私の制作する写真の多くは、国外居住の日本人の視点から撮影されている。過去20年以上のほとんどを祖国日本の外で過ごしてきて、写真を撮り始めたのも海外に移ってからだった。しかし、私の写真は東北地方で過ごした子供時代に深く根を張っている。ふるさとを離れているということが、私の写真へ対するモチベーションとなり、写真を撮るという行為こそが私のルーツへの繋がりを求める行為となった。

海外移住後、新たな環境への反応として、手製のピンホールカメラでの撮影や自作の建築模型の撮影など、オルタナティブな写真を試みた。これは、実際のふるさとを撮影できないことへ対する即興的手法だった。田舎にあるふるさとに比べると、オランダは隅々まで近代的に整備され、人間のもつ複雑な感情を養うような手付かずの場所や想像力を刺激する手作りの小屋などを見かけることは無い。私は写真の中に、私のよく知る世界や子供時代の記憶に繋がる、オルタナティブなリアリティ構築を試したかった。

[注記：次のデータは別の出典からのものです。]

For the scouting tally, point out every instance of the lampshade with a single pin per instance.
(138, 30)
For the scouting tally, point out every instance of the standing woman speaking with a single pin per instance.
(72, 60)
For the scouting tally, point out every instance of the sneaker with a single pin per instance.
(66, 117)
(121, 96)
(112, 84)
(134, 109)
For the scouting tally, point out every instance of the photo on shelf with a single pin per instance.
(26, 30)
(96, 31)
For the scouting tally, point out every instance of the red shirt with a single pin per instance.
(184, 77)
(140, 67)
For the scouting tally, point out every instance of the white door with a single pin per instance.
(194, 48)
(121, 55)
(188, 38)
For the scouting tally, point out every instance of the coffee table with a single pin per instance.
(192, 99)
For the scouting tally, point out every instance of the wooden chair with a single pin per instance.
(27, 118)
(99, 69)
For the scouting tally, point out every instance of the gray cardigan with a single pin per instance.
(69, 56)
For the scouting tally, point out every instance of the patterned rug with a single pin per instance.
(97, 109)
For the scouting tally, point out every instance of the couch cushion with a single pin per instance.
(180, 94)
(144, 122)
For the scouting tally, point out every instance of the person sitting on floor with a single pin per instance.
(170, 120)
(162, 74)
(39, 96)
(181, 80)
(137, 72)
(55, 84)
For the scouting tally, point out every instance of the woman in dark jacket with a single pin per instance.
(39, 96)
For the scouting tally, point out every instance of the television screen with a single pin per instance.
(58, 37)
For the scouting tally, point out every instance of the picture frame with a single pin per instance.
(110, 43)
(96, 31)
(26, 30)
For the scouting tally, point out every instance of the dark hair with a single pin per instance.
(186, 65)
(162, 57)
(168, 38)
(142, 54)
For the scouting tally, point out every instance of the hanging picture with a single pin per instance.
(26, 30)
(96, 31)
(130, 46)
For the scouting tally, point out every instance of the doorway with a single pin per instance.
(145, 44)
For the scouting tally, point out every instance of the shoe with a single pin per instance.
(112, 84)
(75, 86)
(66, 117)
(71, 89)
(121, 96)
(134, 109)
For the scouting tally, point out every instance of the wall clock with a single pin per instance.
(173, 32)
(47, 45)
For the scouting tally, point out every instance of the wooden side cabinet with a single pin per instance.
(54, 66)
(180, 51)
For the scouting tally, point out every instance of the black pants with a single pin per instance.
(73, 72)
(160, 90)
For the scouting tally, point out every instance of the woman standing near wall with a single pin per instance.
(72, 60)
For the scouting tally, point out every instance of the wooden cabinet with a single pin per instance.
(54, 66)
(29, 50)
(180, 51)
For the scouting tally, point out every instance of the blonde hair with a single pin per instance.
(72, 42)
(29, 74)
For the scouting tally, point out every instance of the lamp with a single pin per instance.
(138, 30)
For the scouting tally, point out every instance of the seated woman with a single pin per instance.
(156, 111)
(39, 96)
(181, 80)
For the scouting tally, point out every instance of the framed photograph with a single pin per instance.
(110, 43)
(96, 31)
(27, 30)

2011年、大地震、津波、そして原発事故が東北を襲った。祖国で起こったこれらの出来事により、祖国は変わらずあるものでは無いという事実を突きつけられた。私のふるさとがいつまでもそこにある、という無邪気な考えが覆され、何十年後にはすっかり変わってしまうだろうという認識に至った。その後、私は全く新しいシリーズの撮影を開始した。例えば、オランダから東北までをシベリア鉄道とフェリーを乗り継いで、写真を撮りながら現在の場所とふるさとの物理的そして精神的な距離を捉えるもの。また、少しづつ変化するふるさとを帰省の度に記録するもの。同時に、太平洋戦争で生まれた日系オランダ人のドキュメンタリーにも取り組んだ。これらのプロジェクトを通して、日本国外の日本人としての視点から、自身を取り囲む世界を捉えようと試みている。